Okay. But why is 2020 so difficult to describe? It’s been so f—— chaotic. Like for business. Between the trade wars and the coronavirus, obviously. Those are two big factors. My business has faced a lot of attrition this year. It seems to be coming from all angles, really. The industry itself doesn’t have too many friends these days. Primarily, the lobster industry is supported by Chinese markets. When the trade wars started and they started slapping more and more tariffs on American seafood imports, they basically handicapped our industry. I mean, we opened up at four dollars a pound for lobster this season; that’s just awful. At the end of the day, with all this monkey business with our fisheries, you pay more for a cheeseburger than a goddamned lobster, which seems backwards from any angle.
What was your worst moment of 2020? There have been a lot of those. (Laughter) The absolute worst? (Sigh.) I was scheduled to go to Alaska, where I’m from. This was scheduled a year in advance. It was October 10. The day before I was leaving, I was really anxious. I didn’t wanna think about that: Do I just go to my best good buddy’s wedding? Do I try to play it safe and wear a mask, do the distance thing, regardless of how difficult that may be? The day before I was leaving, my mom tested positive, and all these tests from my circle were testing positive. So I’m going up there, and I’m not going to be able to see anybody? Why? To show my buddy I love him? That’s not very realistic. So I canceled the day before. That was certainly stressful.
Do you know anyone who got sick from COVID-19? Oh, yeah, plenty. Half my family in Anchorage. One of my brothers still has some lingering after-effects. He has a hard time doing anything for more than an hour before he has to lay down. He’s in his thirties.
Do you know anyone who died from COVID-19? Yes. In Anchorage. A guy in his 60s I used to drink with occasionally. A guy in his 50s I used to go bird hunting with. I have an aunt in her 60s who’s in the hospital right now, and things are improving but not looking good.
Did you experience financial stress in 2020 due to the pandemic? Of course. Yeah. The seafood market over all just s— the bed when COVID broke out. The stone crab market went from really strong overnight to shutting down. I’m fortunate that the fish house took the best care of its fishermen that it could.
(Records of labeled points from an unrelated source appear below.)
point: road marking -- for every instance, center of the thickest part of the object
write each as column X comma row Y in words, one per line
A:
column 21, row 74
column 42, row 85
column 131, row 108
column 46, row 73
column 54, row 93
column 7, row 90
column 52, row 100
What got you through the stress? That sense that everything was gonna work out okay. I’ve seen some pretty difficult times in my life, as f—– up as 2020 is. Has 2020 been a massive setback? Absolutely. Has it aged me? Sure, why not? Is it the worst of times? Absolutely not. I still have a house, the dog’s healthy, my boat’s running good. Everything ultimately just works out. And the community. Everybody cares. Nobody wants to see anyone twisting in the wind. Everybody here is pretty much looking out for each other.
Do you practice social distancing personally? Oh, yes.
Do you practice social distancing at work? Oh, I work alone, so yeah. It’s a one-man operation.
Has the social distancing caused stress? Sure. Um, well, I mean, unless you’re paired off with a significant other. I wasn’t big on going to bars to begin with. There’s that.
Do you think the social distancing works? Yes.
Did you notice any physical symptoms from stress? No. My social skills have slipped a bit. I’m not interacting as I used to. That’s a factor. Nothing real terrible.
What was your best moment of 2020? Yeah, I had plenty of good moments. You know, basically, any day where I can sit with my dog and smoke my pipe when the sun comes up and then go to work and work hard and go home with some product to show for it, those are the best days. Doesn’t matter what year it is.
Did you gain the “Quarantine 15”? I don’t even know what that is.
A lot of people gained weight during the self-isolation. Have you? With my occupation, it’s necessary to work every day. If food production stops, people will starve. So my work never stopped, even when the markets went to s—. It’s intensely physically demanding. I started cooking at home more, so I’m actually eating better.
Let’s circle back to that one word for 2020. “Challenging.”
Any further thoughts on 2020? Yes. Eat fish.